A smentire che il Palco A sia destinato agli artisti meno chiassosi, è l’inizio del concerto di Bad Pritt, che attraversa poi una varietà di atmosfere fra poetici passaggi pianistici, post-rock trasfigurato e dilatazioni pop. Il finale è comunque ancora appannaggio del rumore, che riporta bruscamente alla realtà una platea che si era fatta totalmente trasportare. I Satan Is My Brother li ricordavo più classicamente post-rock/ambient, ma forse mi inganno io. In questa versione musicalmente scarna e con la formazione in assetto continuamente variabile – che fa ruotare basso, trombone, clarino sax ed elettronica – mi appaiono più interessanti, anche se, sulla distanza accuso la fatica dell’ascolto: si è tra l’altro fatta una certa ora.
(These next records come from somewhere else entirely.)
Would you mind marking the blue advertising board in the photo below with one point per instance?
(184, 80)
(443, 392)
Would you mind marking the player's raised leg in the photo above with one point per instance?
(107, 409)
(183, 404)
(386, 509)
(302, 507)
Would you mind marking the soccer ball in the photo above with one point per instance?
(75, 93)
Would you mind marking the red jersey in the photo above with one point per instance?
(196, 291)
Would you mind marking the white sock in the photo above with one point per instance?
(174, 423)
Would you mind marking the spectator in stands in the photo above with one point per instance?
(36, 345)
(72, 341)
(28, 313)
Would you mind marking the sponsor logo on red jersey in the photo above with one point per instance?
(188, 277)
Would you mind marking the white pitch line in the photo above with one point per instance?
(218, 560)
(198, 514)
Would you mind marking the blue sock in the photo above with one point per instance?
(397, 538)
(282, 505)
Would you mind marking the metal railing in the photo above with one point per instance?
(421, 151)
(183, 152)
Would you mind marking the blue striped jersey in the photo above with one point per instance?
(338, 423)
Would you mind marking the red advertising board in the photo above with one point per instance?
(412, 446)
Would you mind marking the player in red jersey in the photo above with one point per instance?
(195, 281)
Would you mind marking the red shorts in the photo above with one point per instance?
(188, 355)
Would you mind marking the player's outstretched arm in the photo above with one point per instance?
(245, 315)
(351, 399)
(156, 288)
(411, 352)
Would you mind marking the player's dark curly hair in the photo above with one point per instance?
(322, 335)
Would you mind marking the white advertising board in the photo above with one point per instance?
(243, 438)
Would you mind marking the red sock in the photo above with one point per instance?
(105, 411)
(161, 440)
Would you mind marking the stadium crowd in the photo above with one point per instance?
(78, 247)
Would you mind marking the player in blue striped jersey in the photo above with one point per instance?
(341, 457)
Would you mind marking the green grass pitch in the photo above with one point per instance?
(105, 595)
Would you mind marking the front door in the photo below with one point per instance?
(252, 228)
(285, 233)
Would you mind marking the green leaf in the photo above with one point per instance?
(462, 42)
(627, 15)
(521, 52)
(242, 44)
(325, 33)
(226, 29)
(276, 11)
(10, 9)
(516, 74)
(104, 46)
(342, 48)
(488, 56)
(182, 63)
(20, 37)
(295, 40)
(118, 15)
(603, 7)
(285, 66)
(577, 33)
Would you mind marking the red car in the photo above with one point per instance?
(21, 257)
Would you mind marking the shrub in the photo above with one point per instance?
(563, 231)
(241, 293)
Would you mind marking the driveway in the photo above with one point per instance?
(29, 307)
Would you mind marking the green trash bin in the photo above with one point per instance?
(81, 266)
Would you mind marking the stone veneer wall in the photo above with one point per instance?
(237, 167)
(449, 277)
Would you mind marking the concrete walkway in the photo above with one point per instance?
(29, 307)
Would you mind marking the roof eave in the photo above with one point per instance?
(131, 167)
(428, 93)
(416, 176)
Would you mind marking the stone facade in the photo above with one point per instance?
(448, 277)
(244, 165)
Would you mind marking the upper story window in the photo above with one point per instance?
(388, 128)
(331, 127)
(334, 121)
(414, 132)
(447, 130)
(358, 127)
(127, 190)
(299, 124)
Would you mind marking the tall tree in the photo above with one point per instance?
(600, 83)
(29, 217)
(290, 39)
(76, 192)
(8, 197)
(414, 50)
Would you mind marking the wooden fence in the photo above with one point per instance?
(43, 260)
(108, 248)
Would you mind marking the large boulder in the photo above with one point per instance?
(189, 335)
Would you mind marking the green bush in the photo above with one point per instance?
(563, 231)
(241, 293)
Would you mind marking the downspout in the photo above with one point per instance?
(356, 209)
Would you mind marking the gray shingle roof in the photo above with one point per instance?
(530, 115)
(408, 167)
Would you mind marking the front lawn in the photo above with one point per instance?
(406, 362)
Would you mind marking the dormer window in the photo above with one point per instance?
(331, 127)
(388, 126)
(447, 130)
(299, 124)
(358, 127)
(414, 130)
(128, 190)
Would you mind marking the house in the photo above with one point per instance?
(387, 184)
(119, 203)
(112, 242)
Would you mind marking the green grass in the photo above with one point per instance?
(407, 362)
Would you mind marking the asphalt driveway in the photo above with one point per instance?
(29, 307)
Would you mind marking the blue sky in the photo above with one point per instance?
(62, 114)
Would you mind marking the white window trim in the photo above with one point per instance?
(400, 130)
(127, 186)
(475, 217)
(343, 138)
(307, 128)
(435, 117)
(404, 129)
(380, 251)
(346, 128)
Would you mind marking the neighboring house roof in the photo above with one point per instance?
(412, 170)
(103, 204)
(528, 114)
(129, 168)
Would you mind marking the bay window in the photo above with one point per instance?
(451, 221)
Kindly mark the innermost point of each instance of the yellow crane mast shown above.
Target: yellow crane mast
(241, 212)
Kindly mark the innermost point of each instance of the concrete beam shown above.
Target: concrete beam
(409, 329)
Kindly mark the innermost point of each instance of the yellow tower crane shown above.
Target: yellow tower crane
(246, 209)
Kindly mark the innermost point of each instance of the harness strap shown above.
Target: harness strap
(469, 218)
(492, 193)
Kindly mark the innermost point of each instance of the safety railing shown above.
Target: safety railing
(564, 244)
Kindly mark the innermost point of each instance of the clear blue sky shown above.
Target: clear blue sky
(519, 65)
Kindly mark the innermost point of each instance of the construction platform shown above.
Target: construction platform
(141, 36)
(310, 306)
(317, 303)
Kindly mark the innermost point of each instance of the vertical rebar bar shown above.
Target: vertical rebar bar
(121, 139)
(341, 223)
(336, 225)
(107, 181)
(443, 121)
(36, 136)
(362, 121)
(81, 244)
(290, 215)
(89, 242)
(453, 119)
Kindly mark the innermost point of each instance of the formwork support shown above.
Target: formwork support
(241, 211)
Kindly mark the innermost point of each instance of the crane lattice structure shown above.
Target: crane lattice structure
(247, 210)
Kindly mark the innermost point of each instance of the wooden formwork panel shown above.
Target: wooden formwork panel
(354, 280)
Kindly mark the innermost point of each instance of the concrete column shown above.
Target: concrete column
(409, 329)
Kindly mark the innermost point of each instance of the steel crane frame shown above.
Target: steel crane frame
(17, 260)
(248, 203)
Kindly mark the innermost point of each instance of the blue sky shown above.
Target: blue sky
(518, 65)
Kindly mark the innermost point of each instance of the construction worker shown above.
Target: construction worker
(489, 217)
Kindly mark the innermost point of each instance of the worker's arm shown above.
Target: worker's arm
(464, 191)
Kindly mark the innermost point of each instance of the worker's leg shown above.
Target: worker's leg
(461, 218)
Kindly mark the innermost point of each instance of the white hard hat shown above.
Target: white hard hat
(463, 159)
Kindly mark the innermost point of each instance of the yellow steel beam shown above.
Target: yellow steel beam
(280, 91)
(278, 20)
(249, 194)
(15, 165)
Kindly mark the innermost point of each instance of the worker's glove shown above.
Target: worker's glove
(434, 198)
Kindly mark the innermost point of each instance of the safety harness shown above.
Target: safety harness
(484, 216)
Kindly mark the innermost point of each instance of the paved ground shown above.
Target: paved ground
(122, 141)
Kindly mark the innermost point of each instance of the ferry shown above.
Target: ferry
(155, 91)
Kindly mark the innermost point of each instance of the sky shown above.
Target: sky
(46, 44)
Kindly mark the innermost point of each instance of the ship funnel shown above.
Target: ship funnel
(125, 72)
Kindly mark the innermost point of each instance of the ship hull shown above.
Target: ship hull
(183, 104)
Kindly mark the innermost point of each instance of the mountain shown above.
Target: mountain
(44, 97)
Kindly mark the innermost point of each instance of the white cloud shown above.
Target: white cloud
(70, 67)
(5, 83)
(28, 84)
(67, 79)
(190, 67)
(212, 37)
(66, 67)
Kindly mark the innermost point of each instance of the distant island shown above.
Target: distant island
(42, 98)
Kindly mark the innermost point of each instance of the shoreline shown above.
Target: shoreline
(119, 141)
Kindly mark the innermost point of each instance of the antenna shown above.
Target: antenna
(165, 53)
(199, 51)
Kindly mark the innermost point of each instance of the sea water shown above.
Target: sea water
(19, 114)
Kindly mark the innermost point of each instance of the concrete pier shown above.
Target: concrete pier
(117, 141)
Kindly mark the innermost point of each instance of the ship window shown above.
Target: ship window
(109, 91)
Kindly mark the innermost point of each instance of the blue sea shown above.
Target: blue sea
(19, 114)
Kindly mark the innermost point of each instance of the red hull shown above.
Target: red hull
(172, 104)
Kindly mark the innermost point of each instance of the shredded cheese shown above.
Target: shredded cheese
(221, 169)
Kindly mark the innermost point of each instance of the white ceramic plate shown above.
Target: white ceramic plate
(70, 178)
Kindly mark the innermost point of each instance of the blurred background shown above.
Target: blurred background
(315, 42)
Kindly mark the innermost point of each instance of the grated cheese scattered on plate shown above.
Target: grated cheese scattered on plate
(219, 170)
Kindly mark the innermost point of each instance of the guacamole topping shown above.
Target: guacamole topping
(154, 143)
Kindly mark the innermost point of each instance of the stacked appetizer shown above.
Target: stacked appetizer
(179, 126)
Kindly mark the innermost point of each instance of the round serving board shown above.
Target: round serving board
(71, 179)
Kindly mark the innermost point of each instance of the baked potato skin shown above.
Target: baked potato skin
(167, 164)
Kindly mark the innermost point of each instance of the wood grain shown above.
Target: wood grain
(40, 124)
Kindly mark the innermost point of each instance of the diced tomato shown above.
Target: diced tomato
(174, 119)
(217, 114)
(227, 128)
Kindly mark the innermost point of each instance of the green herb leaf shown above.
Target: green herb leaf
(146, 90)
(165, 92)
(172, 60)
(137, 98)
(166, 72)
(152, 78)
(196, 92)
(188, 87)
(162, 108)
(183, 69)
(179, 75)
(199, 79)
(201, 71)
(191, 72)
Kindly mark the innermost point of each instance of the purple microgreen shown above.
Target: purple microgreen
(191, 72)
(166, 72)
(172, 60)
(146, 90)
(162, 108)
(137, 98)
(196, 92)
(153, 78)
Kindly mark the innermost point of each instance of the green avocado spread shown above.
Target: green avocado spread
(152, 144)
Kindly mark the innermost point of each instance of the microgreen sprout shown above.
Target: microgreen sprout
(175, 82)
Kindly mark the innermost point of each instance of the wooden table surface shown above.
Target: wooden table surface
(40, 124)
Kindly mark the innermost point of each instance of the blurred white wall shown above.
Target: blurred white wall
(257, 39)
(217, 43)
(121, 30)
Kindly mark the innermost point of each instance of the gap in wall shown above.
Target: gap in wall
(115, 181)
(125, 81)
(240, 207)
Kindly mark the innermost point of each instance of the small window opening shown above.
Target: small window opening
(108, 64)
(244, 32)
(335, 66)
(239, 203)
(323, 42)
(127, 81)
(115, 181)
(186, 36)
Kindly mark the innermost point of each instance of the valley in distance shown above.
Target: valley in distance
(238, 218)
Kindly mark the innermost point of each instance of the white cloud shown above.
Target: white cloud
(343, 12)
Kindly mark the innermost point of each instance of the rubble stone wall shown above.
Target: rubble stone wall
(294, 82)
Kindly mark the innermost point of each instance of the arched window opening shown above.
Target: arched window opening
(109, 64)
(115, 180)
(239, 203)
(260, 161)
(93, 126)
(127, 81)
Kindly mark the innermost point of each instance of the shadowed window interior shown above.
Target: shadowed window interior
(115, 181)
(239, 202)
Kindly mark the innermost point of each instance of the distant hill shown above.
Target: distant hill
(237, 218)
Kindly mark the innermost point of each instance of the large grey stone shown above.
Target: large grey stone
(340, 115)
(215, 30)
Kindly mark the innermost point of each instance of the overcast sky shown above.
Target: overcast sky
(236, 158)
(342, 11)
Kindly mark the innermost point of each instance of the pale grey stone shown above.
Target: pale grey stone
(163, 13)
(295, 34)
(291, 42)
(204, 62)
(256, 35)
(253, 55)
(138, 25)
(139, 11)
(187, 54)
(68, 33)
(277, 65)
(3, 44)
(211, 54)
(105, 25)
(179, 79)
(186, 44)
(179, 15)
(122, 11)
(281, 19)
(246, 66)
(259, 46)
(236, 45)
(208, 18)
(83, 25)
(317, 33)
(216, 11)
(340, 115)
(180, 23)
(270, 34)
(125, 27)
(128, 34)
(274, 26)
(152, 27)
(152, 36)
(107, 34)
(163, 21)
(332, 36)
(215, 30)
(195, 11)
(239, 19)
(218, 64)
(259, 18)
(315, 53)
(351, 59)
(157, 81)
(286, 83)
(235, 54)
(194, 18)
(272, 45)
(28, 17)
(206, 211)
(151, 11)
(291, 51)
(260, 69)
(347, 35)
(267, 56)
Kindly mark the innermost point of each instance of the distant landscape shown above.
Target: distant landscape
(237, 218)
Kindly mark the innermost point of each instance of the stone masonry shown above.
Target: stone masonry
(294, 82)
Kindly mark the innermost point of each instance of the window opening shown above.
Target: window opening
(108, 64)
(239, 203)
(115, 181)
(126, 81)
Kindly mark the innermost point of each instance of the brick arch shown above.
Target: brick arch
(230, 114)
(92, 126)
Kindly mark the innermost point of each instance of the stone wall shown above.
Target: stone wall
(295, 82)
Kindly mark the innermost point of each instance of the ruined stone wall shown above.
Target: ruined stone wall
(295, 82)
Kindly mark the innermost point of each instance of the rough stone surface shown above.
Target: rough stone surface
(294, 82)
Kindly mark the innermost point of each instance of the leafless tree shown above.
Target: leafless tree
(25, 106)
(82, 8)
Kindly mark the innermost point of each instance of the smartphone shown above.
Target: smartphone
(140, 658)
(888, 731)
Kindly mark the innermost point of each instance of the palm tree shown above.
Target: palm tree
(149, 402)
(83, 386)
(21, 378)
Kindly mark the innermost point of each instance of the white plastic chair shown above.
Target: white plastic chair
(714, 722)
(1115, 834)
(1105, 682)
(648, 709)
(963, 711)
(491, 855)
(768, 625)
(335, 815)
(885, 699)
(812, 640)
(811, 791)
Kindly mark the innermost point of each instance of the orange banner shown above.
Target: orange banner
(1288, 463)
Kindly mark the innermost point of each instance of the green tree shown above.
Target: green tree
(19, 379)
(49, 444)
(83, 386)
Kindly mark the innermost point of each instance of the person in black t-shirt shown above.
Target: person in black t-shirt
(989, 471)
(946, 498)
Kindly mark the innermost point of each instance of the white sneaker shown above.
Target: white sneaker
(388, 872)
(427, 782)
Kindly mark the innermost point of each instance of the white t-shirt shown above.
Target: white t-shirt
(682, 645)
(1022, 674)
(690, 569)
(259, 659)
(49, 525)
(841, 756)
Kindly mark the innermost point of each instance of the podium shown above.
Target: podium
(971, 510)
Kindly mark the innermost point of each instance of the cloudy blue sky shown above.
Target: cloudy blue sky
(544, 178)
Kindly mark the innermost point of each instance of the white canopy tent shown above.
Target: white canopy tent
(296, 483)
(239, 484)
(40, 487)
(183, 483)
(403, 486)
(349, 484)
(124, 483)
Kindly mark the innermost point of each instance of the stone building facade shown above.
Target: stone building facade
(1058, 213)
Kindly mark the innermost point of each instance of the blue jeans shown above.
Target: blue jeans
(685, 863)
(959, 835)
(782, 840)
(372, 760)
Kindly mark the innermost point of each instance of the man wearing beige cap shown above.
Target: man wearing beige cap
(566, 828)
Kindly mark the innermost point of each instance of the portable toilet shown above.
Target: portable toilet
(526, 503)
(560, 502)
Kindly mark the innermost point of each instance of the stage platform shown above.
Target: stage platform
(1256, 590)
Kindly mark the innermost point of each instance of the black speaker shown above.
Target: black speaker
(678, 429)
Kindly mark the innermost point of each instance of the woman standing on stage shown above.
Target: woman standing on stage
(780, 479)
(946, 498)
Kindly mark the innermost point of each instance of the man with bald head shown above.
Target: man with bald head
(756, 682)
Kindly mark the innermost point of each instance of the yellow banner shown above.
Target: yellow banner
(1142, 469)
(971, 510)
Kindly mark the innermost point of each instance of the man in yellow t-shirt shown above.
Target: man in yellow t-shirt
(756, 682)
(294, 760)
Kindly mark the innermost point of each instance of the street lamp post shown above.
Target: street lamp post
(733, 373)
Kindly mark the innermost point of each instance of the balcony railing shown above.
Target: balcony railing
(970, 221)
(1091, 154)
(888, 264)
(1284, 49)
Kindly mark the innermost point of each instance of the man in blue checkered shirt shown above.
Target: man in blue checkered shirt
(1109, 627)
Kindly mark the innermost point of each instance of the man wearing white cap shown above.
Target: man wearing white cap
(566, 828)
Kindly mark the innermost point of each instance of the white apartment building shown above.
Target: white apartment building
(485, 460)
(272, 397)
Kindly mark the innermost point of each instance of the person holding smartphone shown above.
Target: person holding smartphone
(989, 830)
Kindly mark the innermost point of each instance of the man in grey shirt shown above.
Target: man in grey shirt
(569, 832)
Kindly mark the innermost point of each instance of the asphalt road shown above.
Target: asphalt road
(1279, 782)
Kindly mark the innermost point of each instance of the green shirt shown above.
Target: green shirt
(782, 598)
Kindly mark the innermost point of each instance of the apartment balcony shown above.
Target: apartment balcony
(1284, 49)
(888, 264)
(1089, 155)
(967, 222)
Per gli ultimi due artisti ci si sposta definitivamente al chiuso della casa padronale: Heimito Kunst propone un concerto in tre movimenti che tiene viva l’attenzione, partendo con sonorità quasi dark ambient e tocchi di synth che sanno di colonna sonora horror, passando per un lungo intermezzo dove le sonorità pianistiche si combinano all’elettronica e terminando con una sezione finale potentemente ritmica. E sempre coi ritmi, qui di matrice brutalmente industriale, si chiude la serata: Massimo Pupillo, armato del suo basso e di una discreta serie di macchinari, mi tiene sveglio nonostante sia assiso su una comoda poltroncina e immerso nel buio totale della sala.
Non è ancora il momento dei bilanci (che comunque non stanno a me), ma l’unico aspetto negativo che ho potuto riscontrare in questa prima giornata è stato la scarsa affluenza del pubblico, segno forse di una strategia comunicativa che va rivista: il Tago Fest è sempre stato, per sua natura, un festival popolato da addetti ai lavori, ma il fatto che qui fossero la maggioranza assoluta ha fatto sì che, tra le altre cose, lo spazio del banchetti risultasse pressoché deserto di appassionati e compratori. Ma la necessità di avere un pubblico più consistente sarebbe stata auspicabile soprattutto per valorizzare il gran lavoro fatto dagli organizzatori, dal punto di vista tecnico (suoni ottimi, tempi dei cambi palco perfettamente coordinati, interventi tempestivi in occasione dei rari problemi) e della direzione artistica (un cartellone vario e di qualità, con alcuni picchi notevoli), nonché per dare al maggior numero di persone possibile l’occasione di godere di un’atmosfera accogliente, realmente aperta alla condivisione e allo scambio di idee: questa, fra tutte le belle cose viste stasera, è davvero la più rara e impagabile.